Black holes are objects in space that are so compact, they produce a ferocious gravitational field that captures anything that strays too close, even light rays.
Albert Einstein calculated that black holes would also create severe distortions of space and time in their vicinity. Black holes are furthermore often surrounded by violent activity as stars, gas and dust are gobbled up.
But conditions around black holes have been hard to study, except from great distances. The ability to recreate these states in the laboratory makes it much easer to study the processes that occur near black holes and other similarly massive astrophysical objects, as well as to better interpret the astronomical measurements of these objects, physicists say.

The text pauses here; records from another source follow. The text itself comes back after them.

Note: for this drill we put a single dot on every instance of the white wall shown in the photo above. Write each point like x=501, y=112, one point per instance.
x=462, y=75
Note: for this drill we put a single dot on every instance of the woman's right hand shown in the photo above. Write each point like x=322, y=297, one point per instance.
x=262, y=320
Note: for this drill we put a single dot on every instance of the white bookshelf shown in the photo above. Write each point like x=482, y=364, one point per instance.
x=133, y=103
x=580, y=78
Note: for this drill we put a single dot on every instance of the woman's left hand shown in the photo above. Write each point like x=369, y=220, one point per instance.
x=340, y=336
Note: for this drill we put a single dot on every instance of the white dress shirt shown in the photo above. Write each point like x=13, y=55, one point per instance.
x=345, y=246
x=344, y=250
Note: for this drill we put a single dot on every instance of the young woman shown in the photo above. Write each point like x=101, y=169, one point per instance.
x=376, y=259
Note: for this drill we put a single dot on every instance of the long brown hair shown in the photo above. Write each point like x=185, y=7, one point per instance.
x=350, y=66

Near a black hole, hot gases become ionized, or electrically charged, thanks to blasts of light from objects that heat up as they are violently sucked into the dense central mass.

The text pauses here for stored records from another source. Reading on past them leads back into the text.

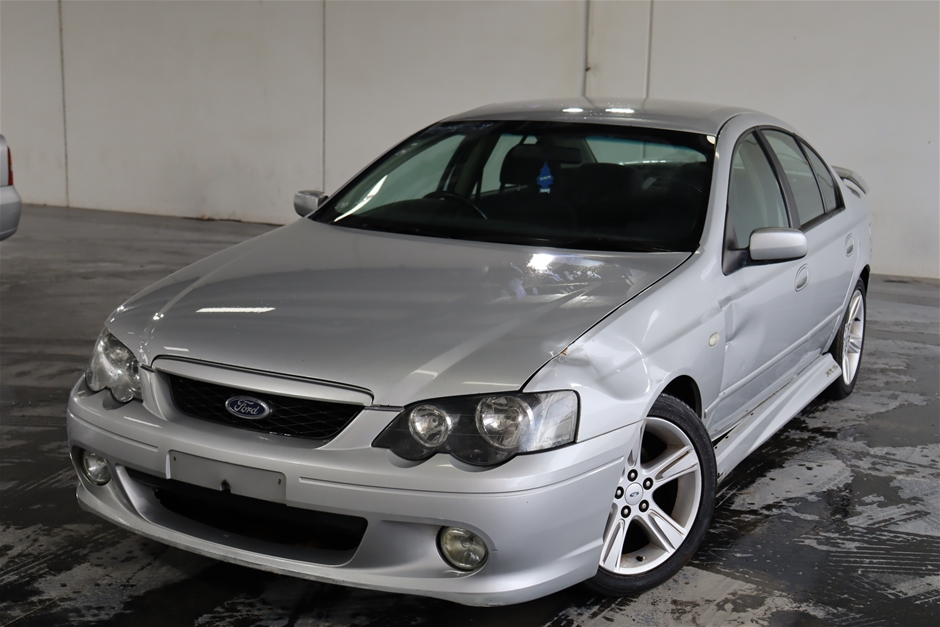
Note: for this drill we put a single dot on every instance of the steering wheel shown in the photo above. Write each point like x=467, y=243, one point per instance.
x=462, y=200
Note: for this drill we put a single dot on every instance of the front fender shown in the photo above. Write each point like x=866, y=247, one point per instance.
x=622, y=365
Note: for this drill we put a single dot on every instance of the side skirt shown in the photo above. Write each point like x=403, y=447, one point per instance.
x=770, y=416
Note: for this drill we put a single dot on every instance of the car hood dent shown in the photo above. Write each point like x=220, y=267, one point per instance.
x=404, y=317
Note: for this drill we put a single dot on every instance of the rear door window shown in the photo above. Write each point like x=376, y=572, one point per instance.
x=827, y=185
x=755, y=199
x=800, y=175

These charged, hot gases, known as photoionized plasmas, give off a characteristic spectrum of X-rays that can detected by satellites orbiting Earth, according to Shinsuke Fujioka of Osaka University in Japan, one of the researchers in the new study.

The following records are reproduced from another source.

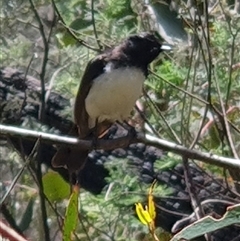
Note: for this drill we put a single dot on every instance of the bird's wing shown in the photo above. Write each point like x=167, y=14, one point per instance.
x=94, y=68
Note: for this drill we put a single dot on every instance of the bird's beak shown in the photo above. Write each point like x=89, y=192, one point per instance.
x=166, y=47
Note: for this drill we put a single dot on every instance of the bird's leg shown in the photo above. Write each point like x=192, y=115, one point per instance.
x=95, y=135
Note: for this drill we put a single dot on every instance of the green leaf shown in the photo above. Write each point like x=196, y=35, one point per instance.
x=55, y=188
x=209, y=224
x=27, y=216
x=170, y=27
x=71, y=216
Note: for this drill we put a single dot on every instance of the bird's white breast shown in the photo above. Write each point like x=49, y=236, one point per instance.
x=113, y=95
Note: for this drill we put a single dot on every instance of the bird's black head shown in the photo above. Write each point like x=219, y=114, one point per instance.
x=142, y=48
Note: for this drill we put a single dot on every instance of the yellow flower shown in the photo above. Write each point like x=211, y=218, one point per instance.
x=147, y=215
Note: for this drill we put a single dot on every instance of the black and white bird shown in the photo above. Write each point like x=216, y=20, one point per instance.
x=112, y=83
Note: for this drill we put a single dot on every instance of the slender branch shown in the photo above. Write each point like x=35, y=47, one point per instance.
x=9, y=233
x=120, y=143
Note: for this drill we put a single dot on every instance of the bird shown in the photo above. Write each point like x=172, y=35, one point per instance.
x=110, y=86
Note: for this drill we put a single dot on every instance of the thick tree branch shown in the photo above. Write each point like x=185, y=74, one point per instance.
x=122, y=142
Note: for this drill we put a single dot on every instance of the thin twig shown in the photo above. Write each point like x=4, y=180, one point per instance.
x=120, y=143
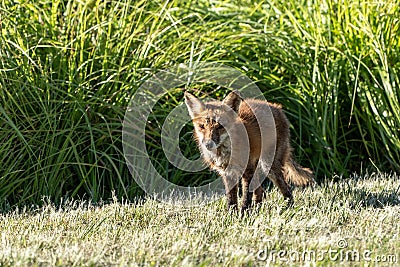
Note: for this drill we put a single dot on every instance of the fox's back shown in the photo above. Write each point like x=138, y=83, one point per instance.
x=249, y=111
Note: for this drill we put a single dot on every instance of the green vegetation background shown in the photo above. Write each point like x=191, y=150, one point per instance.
x=69, y=68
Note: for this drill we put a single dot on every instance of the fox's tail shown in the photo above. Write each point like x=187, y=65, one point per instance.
x=297, y=175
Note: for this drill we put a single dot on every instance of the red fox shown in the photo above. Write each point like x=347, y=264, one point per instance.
x=223, y=143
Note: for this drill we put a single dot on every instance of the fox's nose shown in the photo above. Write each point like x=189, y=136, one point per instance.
x=210, y=144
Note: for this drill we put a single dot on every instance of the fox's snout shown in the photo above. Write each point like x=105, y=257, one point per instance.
x=210, y=144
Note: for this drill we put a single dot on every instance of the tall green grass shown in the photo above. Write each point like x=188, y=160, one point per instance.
x=69, y=68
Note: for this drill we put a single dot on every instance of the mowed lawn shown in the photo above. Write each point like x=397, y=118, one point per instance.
x=353, y=220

But on Earth, photoionized plasmas are much harder to produce than conventional plasmas, which are gases that that become charged as hordes of atoms collide with each other or with subatomic particles called electrons.
To produce a photoionized plasma, Shinsuke Fujioka and colleagues used a 300 billion watt laser to make a thin silicon foil implode.
The researchers found that the the X-ray spectrum from the resulting plasma was remarkably similar to those measured as emanating from the binary stars Cygnus X-3—a star system believed to house a black hole—and Vela X-1, a neutron star. Neutron stars are a type of highly compact star that share some black hole-like characteristics.
The results also suggest conventional views as to how certain parts of these spectrums are formed could be wrong, Fujioka added. That could help astrophysicists improve their models of black holes and similar astrophysical systems.